Ye's stunning performance in the 400 metre individual medley, where she knocked five seconds off her previous best time, raised the eyebrows of a number of commentators, including a senior US coach, and suggestions that performance-enhancing drugs could have played a role.
She won her second gold of the Games in the 200m individual medley just a few days later, beating Australia's Alicia Coutts into second place.
Denis Cotterell, the former coach of Olympic gold medallist Grant Hackett, has trained Ye and other top Chinese swimmers.
He said he was "100 per cent certain" Ye was clean and said the questions over doping had been raised by people who do not understand the sport.
"You have to have a look at the improvements in Beijing," he told PM.
"If people do their homework and you have a look at some of the world records ... the margins that they have been dropped by some of the extremely talented swimmers that have applied themselves over the past – it is a combination of their talent and their work ethic."
Cotterell said Ye's five-second improvement to her personal best time was not a one-off.
"[There have] been great achievements by people in the sport, it's part of the history ... and talent comes along and makes a good drop and shocks a few people but we generally seem to have accepted it," he said.

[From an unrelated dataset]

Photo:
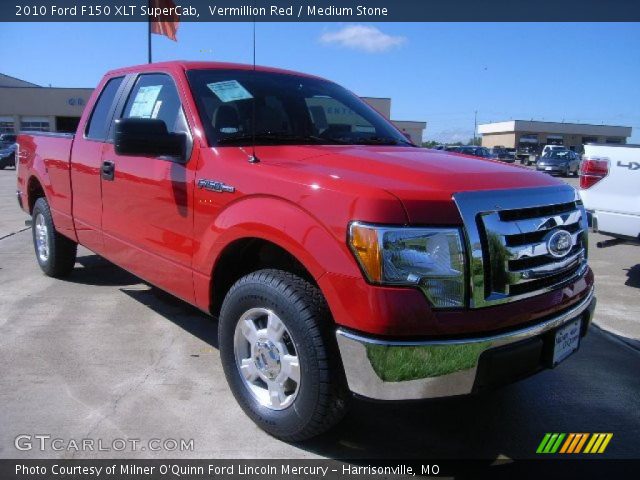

"But for some reason in this case now, it's not, because of the Chinese [history]."
"Ian Thorpe, no one questioned, Michael Phelps, no one questioned. And having worked with the girl and seeing how hard she works and the talent she is, it is disappointing that the kid is in the media conference on her own with 100 journalists having to defend herself."
He said Ye's performance was all the more impressive considering the allegations against her and the high-pressure nature of the Games.
"It's very sad that she's having to go through that," he said.
"This Olympics is a very, very tough meet and it makes what she has been doing even more amazing under the microscope that she's been placed under and the allegations."
"You just have to look and see what the pressure of competition does to a lot of swimmers, including our own James Magnusson."
And he described Ye's critics as "quite ignorant".
"If it was your own daughter and you had seen what she had sacrificed over a large number of years, then to finally make this achievement they have seen what she has been through and now, instead of acknowledging the result, there are allegations and questions."
He said Ye, who is also the 200m medley world champion, always had gold medal potential.
"She came back after working with us. She dropped her time another three seconds and another year of work on and she has moved her times forward again," he said.
"She was a great world-ranked swimmer at 14, she won the world title at 15. You would like to think there was room for improvement."
"[The Chinese swimmers are] brilliant workers and they apply themselves like most other people do not."